Several changes were made to the budget before final approval, including a change in the City Mechanic position, which dominated the majority of comments both from the council and the public.
The position was changed from full-time with benefits to part-time without benefits at the request of the employee.
Monte Wells, city resident, asked if there was a system in place to track hours worked and if they had established a plan for times when the mechanic is unable to respond to city needs.
City Manager Kelly Pehrson reported that the mechanic will be used as an on-call basis and will clock in and out when working on city projects. Pehrson added the mechanic will continue to be paid the same rate he is currently working at and will work set hours in the mornings at the golf course, in addition to the on-call work.

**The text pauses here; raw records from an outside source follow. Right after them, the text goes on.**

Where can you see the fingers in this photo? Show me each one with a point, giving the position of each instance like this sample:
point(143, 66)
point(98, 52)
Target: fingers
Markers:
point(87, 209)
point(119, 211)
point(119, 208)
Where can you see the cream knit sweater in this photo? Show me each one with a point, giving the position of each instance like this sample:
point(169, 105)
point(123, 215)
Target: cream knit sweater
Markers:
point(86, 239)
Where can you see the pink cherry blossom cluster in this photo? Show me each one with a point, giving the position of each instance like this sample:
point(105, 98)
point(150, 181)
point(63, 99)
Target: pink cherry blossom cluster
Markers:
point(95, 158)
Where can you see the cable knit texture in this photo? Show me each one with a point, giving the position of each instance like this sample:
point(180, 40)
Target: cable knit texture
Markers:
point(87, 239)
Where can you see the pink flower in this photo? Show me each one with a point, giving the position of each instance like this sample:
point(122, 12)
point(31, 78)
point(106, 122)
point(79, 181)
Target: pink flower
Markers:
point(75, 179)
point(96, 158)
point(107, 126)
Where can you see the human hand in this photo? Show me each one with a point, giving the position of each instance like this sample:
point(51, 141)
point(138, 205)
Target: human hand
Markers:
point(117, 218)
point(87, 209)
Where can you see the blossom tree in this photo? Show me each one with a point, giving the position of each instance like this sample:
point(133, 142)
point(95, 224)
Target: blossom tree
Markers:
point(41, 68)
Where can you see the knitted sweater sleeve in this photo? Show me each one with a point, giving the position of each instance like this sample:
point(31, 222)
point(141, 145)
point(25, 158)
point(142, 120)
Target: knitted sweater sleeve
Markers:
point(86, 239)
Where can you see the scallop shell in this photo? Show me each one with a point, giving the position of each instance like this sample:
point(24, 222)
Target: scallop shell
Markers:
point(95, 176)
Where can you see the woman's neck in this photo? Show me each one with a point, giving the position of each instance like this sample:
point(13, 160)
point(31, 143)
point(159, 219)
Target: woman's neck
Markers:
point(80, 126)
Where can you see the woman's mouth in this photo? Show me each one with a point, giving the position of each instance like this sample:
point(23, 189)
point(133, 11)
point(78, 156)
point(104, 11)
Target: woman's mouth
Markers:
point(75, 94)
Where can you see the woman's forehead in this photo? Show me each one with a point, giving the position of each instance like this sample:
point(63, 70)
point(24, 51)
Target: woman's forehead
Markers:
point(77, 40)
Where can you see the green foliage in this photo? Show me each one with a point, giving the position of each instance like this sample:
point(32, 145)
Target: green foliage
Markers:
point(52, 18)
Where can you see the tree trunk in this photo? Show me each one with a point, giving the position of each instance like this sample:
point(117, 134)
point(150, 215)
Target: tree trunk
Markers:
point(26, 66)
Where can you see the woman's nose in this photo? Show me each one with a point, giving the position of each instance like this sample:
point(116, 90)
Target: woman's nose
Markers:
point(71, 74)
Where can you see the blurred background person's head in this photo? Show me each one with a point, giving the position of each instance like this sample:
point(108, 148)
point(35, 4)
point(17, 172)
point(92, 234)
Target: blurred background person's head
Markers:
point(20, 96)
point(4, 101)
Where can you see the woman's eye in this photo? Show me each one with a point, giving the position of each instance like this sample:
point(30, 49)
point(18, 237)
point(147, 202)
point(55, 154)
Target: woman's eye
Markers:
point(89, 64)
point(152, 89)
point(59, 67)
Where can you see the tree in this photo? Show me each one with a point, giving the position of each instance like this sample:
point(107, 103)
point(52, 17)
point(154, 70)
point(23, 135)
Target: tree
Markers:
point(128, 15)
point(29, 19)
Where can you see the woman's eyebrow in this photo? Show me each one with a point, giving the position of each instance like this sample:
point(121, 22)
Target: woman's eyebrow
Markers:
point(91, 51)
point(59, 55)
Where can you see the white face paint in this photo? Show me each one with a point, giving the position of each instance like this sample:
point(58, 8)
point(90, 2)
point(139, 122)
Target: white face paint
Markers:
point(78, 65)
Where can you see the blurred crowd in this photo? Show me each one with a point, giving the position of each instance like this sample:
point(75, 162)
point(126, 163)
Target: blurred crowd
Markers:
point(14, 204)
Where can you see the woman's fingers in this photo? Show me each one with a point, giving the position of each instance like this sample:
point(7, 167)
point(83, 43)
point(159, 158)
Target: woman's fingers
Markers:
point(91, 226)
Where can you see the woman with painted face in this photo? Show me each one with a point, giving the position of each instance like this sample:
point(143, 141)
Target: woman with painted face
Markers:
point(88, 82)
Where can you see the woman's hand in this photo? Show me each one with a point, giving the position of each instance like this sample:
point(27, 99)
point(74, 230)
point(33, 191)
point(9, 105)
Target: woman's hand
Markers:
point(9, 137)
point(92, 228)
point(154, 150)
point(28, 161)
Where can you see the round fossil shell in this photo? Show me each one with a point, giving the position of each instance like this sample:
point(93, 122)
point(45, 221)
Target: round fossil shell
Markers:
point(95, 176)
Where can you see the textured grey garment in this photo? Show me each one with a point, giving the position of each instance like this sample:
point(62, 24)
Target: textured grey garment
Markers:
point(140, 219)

Pehrson said they are unsure at this time if there will be more work than can be covered by a part time mechanic and the issue may have to be revisited in the future.
With the change to the mechanic position, the council discussed plans for approximately $30,000 that will be saved which had already been included in the budget.
Mayor Doug Allen presented the council with an outline for a cost of living increase for all full-time city employees of two percent, which would cost the city approximately $11,600.
Mayor Allen expressed his feeling that the employees have taken on more responsibilities and duties with less people as the city has tried to cut back and save money and have not seen an increase in pay in nearly three years.
Councilman Brad Randall questioned the Mayor’s proposal, stating concerns about it being added to the budget at the last minute in order to hurry it through.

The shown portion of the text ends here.